To assume that others may apply the same moralistic value to respecting the copyright or licensing of images be that under creative commons, rights managed or royalty free is naïve. Like all things in photography or other artistic endeavour protecting your work is an ongoing learning curve and sometimes it feels that the more you learn, the less you actually know.
If you are interested in taking a proactive approach to protecting your images, here are a few guidelines that I have adopted.
Apply a consistent and disciplined approach, each and every time you upload or share your images. There are many times in the past when my excitement at sharing an image that I was proud of overshadowed my efforts in protecting my work.
Understand the tools and functionality of your software. Most software today allows you to embed metadata, copyright information, and other information about your source image.
Understand what information online systems will upload and share with your image. Some social forums will strip out the metadata from your image on upload … in these cases including copyright information into your post as additional text is sometimes your only line of protection.
Incorporate watermarks. Finding the balance between protecting your image with a watermark and the watermark not detracting from the visual impact of your image can be an extensive journey of trial and error. I find myself continually trying out new watermarks to find those that best fit my photography, software, and sharing behaviour.
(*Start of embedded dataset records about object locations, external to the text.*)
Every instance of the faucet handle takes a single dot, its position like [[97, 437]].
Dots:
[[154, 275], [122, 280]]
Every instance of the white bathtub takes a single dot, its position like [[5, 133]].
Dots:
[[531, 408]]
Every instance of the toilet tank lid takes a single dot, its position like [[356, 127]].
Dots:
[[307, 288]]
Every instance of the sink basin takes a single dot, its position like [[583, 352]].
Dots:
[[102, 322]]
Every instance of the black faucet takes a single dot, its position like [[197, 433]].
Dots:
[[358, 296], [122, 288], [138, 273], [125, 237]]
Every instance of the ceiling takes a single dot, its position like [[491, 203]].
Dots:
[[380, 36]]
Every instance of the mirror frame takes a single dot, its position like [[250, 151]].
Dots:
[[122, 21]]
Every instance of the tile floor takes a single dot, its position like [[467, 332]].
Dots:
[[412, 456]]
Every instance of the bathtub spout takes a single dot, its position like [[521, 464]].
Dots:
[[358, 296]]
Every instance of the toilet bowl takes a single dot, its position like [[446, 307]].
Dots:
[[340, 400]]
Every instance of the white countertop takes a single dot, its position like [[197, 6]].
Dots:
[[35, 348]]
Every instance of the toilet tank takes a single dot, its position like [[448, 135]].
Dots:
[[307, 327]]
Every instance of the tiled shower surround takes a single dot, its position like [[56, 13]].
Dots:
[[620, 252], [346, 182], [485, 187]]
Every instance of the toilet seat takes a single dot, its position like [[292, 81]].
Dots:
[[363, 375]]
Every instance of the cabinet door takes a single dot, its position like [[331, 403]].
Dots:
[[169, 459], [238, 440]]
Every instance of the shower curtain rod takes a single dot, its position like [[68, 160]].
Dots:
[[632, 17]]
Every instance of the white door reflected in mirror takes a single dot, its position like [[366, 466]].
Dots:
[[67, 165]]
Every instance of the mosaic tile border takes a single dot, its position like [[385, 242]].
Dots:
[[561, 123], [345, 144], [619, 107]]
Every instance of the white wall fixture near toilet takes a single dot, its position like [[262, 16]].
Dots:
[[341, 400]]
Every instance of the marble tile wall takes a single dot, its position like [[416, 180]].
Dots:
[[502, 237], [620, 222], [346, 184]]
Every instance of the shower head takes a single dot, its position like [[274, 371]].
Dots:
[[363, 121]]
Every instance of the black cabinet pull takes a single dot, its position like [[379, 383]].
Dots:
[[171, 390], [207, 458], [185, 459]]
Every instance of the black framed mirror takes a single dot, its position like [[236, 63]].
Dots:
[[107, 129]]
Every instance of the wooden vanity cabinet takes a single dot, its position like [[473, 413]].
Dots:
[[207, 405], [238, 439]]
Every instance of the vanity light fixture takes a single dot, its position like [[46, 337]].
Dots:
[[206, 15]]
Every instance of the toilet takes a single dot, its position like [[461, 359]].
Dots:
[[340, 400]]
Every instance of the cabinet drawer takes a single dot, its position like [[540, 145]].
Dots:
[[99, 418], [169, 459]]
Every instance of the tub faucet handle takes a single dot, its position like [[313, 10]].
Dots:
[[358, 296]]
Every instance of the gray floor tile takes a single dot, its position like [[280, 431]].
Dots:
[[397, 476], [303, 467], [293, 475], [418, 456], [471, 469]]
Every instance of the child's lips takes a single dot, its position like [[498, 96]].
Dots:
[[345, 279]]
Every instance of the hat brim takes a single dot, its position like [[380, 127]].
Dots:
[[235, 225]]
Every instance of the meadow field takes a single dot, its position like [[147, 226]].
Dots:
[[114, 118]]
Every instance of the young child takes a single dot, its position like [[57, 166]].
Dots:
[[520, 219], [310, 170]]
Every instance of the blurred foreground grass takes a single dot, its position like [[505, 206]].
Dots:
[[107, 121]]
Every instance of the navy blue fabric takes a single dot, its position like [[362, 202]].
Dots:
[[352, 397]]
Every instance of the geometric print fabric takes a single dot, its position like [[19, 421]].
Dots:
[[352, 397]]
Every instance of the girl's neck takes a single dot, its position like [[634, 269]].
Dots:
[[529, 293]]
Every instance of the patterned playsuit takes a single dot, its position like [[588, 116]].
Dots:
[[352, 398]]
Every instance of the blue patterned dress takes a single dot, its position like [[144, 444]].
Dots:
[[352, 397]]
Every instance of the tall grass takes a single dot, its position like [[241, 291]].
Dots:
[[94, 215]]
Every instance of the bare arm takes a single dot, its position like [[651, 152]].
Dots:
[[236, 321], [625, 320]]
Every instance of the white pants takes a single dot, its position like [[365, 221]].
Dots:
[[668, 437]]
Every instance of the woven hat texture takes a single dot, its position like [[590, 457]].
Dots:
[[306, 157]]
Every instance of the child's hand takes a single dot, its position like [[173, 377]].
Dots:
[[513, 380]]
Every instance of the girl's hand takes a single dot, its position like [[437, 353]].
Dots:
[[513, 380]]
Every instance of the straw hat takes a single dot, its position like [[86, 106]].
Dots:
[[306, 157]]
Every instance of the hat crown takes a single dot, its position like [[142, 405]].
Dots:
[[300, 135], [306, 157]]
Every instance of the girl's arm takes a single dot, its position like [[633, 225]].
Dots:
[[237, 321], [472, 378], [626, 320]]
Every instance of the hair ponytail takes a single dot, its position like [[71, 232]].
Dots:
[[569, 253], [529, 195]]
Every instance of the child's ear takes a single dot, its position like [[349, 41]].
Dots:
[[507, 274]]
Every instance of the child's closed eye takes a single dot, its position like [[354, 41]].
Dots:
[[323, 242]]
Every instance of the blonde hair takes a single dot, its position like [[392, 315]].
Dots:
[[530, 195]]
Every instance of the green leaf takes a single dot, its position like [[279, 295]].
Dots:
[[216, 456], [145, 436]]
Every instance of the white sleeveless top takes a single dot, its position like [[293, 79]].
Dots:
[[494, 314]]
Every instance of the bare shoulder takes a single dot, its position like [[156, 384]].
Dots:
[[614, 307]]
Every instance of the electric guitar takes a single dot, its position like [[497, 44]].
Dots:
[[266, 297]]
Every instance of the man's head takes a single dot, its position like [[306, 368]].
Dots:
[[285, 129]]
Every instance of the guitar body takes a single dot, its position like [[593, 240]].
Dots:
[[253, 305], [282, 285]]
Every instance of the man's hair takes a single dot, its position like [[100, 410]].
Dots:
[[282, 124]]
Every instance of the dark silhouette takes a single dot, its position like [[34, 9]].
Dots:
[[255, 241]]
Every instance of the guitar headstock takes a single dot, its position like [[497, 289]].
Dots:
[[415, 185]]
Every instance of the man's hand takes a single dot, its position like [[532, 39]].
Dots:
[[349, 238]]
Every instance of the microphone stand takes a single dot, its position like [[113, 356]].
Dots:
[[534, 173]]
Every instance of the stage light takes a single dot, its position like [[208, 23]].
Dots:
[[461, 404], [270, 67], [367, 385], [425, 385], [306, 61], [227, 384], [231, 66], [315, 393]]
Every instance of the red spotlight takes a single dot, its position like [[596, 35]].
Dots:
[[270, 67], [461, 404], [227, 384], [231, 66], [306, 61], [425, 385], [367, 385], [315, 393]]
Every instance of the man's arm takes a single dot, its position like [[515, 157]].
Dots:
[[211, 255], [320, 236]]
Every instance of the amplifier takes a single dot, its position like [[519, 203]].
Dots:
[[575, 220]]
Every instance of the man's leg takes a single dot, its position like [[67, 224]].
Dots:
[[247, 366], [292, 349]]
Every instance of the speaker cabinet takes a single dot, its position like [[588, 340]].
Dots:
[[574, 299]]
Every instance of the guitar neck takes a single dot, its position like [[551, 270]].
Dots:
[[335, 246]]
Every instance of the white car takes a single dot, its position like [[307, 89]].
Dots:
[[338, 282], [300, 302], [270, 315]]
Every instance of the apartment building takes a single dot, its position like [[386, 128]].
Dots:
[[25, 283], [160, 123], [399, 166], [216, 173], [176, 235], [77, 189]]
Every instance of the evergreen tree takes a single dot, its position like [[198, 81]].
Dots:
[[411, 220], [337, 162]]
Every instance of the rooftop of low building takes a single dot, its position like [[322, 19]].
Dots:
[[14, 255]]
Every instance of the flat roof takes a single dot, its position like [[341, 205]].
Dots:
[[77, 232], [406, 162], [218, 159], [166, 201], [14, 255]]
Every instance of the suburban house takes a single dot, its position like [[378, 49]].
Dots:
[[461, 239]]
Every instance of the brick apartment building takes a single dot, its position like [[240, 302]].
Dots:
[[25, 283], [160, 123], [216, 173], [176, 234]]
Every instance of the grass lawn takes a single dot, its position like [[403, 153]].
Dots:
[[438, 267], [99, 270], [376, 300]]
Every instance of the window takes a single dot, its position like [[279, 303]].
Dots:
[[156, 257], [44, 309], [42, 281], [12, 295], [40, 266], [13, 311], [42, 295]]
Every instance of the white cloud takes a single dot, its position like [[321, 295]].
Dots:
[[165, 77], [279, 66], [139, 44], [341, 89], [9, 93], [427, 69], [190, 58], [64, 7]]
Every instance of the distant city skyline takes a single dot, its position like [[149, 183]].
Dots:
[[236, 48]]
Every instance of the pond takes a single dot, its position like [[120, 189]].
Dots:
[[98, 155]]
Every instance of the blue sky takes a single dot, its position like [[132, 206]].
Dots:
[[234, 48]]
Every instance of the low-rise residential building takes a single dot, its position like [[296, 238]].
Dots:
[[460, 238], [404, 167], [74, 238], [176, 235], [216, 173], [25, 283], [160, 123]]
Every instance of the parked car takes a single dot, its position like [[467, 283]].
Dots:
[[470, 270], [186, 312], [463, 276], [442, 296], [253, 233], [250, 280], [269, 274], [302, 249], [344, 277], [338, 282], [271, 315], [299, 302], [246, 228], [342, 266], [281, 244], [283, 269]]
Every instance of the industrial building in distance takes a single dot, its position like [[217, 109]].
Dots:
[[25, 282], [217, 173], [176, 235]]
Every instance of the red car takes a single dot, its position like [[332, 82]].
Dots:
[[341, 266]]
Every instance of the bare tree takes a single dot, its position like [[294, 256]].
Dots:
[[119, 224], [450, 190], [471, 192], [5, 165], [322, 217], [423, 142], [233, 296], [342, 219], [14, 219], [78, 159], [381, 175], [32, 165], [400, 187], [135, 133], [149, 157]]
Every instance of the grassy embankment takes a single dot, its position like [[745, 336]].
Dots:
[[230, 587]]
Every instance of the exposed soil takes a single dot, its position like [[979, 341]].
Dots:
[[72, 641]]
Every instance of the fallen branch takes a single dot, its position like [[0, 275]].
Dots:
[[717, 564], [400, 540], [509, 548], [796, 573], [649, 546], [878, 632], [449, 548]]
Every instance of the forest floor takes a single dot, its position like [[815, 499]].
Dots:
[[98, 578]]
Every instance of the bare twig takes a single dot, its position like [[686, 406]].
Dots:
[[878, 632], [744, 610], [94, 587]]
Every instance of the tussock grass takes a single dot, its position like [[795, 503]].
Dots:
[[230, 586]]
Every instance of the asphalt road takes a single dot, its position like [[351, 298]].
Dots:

Respect the work of others. Give credit to the source of an image even if it is not required under the image’s license agreement or rights usage. As an artist, it is satisfying but sadly refreshing in this day and age when a consumer of your work credits your work or asks for permission to use your work.
Proudly assert your rights. At the end of the day, your work is your work and possibly your livelihood. Understand your rights. Your first line of defence is within your control.